For the last six weeks or so, I’ve kept the computer off. I mean really off. Sure, I check email three times a week on my phone, but I’ve had little desire to record this crazy transition here. I haven’t even been reading other blogs nor have I written a word. I’m not sure I can explain my desire to turn it all off. I suspect it has something to do with leaving a job in which I sat in front of my laptop in a cubicle for nine hours a day. Now I spend nine hours a day unpacking, painting, shopping for new toilets, sanding kitchen cabinets, and trying to teach little Homer to stop -- just stop for god’s sake -- biting my toes.

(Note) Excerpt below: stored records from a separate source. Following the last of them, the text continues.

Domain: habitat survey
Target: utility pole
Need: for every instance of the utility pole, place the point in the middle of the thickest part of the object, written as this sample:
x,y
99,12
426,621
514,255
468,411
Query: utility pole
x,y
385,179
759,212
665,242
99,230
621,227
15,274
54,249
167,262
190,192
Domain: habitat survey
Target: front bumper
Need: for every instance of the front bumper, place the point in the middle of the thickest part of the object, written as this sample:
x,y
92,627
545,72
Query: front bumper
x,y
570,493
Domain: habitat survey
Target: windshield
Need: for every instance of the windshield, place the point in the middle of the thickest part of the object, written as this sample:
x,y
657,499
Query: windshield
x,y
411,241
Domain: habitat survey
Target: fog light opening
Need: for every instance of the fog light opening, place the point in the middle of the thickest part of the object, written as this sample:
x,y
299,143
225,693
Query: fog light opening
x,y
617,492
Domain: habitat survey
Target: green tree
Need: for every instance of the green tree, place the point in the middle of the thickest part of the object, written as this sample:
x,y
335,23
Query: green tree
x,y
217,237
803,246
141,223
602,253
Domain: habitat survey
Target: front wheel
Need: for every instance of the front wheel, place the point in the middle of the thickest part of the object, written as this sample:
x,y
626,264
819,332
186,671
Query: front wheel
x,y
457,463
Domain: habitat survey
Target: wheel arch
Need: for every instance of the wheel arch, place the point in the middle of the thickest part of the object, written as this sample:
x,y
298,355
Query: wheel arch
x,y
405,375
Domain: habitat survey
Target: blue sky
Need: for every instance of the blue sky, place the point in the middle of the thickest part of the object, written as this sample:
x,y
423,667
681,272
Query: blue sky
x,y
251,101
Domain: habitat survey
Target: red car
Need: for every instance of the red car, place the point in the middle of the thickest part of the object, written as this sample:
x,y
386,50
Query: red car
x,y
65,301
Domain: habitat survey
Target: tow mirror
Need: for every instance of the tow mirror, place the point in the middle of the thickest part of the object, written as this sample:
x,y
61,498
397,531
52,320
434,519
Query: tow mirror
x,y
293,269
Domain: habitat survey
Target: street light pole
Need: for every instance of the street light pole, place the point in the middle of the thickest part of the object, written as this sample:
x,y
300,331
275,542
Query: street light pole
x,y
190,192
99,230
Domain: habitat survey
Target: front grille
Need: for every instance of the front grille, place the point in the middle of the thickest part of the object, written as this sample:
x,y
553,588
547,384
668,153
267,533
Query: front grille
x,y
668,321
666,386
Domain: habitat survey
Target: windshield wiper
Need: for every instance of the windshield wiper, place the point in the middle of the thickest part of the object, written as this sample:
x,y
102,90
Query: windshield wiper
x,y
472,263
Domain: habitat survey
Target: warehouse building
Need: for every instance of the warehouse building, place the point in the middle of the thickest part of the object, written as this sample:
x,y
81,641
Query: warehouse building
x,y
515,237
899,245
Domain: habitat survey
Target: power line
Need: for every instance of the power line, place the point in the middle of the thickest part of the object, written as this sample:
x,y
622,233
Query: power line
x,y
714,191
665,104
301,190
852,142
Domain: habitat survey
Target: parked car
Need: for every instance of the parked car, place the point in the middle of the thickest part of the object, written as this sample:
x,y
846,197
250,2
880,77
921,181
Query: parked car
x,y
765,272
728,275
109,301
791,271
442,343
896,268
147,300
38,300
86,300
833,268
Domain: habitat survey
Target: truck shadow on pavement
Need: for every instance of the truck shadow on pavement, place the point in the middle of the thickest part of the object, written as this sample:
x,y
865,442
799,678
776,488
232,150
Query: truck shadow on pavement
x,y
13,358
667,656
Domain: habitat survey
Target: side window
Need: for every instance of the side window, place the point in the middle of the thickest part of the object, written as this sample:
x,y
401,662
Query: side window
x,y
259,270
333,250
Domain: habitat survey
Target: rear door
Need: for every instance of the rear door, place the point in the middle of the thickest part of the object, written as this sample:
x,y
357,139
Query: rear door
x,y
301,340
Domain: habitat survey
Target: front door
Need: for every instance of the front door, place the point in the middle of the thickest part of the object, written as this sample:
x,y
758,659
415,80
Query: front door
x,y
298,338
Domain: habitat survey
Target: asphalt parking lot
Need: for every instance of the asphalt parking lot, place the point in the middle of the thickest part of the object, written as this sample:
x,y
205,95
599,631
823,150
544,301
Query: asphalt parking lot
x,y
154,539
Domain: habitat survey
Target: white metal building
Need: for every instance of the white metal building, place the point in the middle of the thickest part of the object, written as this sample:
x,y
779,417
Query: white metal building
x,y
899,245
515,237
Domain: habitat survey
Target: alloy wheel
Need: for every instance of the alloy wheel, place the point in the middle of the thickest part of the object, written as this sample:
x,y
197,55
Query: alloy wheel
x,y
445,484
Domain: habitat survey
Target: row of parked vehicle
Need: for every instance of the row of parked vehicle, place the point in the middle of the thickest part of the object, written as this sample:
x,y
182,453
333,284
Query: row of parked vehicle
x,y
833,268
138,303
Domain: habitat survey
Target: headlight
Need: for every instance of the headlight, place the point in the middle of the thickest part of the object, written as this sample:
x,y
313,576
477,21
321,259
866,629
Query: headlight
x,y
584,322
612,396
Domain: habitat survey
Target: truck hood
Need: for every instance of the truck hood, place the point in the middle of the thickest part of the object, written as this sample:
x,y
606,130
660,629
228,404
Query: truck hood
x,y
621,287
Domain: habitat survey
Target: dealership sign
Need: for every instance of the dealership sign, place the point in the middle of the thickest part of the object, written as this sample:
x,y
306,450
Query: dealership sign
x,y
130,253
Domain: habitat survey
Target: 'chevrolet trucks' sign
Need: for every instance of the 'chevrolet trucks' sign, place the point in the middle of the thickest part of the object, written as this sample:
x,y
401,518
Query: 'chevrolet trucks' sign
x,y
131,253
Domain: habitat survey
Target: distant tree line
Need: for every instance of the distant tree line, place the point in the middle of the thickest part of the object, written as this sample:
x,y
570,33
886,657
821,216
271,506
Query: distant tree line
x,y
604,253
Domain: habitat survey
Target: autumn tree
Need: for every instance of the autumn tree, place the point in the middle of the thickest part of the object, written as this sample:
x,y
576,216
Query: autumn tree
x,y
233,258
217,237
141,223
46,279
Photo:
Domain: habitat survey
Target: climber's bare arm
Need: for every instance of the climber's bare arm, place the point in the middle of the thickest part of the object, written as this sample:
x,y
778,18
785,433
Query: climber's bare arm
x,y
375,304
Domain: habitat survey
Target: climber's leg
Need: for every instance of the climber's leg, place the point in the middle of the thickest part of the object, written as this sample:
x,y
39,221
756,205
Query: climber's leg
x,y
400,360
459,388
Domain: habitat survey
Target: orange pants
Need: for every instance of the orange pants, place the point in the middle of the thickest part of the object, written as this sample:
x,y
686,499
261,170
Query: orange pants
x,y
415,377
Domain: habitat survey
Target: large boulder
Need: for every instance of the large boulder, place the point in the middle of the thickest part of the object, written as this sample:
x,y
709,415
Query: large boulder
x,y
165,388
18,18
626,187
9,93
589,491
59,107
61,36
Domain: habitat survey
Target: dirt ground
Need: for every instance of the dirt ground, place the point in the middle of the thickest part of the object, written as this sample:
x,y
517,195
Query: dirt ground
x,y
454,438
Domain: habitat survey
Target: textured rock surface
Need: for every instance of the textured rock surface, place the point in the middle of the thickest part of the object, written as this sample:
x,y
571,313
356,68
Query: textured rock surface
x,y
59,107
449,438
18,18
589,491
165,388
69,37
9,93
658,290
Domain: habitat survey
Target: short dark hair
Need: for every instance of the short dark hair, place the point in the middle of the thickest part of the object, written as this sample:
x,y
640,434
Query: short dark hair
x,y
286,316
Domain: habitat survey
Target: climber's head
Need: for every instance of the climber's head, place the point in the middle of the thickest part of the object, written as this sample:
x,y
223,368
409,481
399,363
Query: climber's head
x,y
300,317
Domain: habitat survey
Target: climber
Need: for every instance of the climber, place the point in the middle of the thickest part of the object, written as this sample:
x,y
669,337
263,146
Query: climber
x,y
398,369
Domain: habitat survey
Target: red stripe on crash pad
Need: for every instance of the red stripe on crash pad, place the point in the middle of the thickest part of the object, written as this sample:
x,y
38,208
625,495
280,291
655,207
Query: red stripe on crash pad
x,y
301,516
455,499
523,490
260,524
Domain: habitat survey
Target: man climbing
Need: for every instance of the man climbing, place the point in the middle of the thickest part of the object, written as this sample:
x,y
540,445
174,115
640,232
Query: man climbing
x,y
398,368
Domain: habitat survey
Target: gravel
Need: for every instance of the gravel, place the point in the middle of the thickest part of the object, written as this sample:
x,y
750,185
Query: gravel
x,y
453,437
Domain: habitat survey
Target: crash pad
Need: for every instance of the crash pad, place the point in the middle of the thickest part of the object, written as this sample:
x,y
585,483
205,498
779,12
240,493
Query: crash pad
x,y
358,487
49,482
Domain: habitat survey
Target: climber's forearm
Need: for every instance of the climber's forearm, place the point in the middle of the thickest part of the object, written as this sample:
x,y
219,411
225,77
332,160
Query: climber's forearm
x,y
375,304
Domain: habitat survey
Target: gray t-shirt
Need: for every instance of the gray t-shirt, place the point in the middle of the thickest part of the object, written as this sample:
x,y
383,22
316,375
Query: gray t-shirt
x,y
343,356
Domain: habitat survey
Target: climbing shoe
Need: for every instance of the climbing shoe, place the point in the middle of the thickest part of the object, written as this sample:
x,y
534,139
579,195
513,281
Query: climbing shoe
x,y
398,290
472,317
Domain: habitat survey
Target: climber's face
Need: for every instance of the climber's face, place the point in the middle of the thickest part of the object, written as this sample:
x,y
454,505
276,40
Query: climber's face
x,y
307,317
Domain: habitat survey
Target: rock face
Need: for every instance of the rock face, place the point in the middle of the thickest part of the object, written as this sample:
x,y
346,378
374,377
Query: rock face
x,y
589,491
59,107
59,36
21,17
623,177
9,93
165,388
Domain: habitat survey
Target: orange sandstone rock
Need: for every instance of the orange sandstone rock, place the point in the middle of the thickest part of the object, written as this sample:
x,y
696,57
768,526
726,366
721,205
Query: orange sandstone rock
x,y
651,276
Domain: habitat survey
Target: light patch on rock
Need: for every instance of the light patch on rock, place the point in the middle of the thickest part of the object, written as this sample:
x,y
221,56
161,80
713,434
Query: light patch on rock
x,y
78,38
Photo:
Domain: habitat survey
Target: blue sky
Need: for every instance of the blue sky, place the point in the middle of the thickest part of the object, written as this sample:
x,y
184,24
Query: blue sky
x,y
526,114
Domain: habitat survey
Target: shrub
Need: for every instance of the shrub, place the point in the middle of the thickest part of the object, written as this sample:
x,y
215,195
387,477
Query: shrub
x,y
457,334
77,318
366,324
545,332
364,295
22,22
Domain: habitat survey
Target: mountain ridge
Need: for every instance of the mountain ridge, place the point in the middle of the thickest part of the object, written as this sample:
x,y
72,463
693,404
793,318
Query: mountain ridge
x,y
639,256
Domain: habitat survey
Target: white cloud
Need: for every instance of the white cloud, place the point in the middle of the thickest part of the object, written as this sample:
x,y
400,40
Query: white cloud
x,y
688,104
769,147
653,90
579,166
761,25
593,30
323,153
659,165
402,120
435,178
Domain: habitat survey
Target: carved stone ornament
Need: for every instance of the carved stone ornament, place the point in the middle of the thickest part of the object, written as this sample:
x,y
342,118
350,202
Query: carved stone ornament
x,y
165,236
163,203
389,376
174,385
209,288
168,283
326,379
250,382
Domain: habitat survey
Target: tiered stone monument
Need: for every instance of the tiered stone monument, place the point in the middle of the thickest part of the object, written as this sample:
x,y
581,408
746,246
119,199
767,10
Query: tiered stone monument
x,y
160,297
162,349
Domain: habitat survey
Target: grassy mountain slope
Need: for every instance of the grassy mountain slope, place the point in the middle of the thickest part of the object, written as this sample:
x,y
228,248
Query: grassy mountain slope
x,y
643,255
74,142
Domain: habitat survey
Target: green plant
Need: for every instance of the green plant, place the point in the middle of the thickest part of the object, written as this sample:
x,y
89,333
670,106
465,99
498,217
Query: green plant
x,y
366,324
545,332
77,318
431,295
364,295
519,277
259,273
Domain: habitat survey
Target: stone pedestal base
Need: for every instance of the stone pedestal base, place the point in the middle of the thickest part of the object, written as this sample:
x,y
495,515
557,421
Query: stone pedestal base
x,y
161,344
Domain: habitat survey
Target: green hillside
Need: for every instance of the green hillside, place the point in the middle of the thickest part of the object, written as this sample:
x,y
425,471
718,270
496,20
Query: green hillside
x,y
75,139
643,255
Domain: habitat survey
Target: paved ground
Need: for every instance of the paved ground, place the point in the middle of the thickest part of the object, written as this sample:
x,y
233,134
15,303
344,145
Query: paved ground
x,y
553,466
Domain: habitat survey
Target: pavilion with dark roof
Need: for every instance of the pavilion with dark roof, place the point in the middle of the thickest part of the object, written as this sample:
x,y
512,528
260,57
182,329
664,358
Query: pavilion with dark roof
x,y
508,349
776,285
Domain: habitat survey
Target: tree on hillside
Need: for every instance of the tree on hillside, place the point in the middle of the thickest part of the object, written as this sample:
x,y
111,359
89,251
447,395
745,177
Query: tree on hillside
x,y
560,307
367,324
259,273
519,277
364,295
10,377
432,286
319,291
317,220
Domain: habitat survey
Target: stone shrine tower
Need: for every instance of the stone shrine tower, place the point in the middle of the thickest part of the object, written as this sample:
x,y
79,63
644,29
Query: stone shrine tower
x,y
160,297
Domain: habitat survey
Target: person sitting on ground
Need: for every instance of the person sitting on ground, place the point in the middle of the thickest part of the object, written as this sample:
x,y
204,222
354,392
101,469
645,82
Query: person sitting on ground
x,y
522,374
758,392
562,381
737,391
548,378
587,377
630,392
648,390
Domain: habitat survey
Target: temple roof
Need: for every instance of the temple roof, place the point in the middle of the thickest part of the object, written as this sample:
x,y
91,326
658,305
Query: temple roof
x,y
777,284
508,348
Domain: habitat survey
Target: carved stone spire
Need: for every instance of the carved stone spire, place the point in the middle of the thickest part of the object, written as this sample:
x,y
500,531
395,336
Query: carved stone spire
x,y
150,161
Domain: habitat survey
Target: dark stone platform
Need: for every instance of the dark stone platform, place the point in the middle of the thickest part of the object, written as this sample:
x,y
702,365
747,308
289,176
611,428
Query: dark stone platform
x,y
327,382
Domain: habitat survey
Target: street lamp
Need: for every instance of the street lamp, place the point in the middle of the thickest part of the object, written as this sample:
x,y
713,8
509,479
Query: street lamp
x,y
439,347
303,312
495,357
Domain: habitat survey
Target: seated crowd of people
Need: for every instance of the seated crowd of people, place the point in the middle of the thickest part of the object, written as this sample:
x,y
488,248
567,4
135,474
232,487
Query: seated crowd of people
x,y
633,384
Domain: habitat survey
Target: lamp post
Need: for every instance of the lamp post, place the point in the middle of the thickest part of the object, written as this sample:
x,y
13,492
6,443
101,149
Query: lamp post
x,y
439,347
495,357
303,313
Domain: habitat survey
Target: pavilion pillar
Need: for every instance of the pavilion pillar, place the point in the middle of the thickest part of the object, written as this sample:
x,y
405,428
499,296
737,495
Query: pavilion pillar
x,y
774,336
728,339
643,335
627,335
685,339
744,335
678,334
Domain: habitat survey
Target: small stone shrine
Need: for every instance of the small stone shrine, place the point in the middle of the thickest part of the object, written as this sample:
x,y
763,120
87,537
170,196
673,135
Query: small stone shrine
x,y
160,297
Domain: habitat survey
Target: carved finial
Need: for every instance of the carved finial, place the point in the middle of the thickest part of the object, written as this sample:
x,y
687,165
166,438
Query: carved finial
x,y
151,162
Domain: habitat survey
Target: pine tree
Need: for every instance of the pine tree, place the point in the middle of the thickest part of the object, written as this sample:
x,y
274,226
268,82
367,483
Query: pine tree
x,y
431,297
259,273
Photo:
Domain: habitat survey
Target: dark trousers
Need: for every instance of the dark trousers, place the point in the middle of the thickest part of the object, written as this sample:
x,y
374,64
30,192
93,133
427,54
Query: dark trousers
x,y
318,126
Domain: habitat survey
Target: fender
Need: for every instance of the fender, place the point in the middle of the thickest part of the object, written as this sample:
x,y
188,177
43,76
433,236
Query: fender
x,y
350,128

And then there’s the matter of what this space will become, now that 550 square feet have multiplied into 2000 and my quiet life of one has become the negotiated life of two. I find myself looking for the familiarity of my studio in Philadelphia as I hang artifacts of that life in Kentucky. There are traces, of course, but so many unrecognizable differences. Perhaps that’s what this will become: a record of difference, of change, of the new.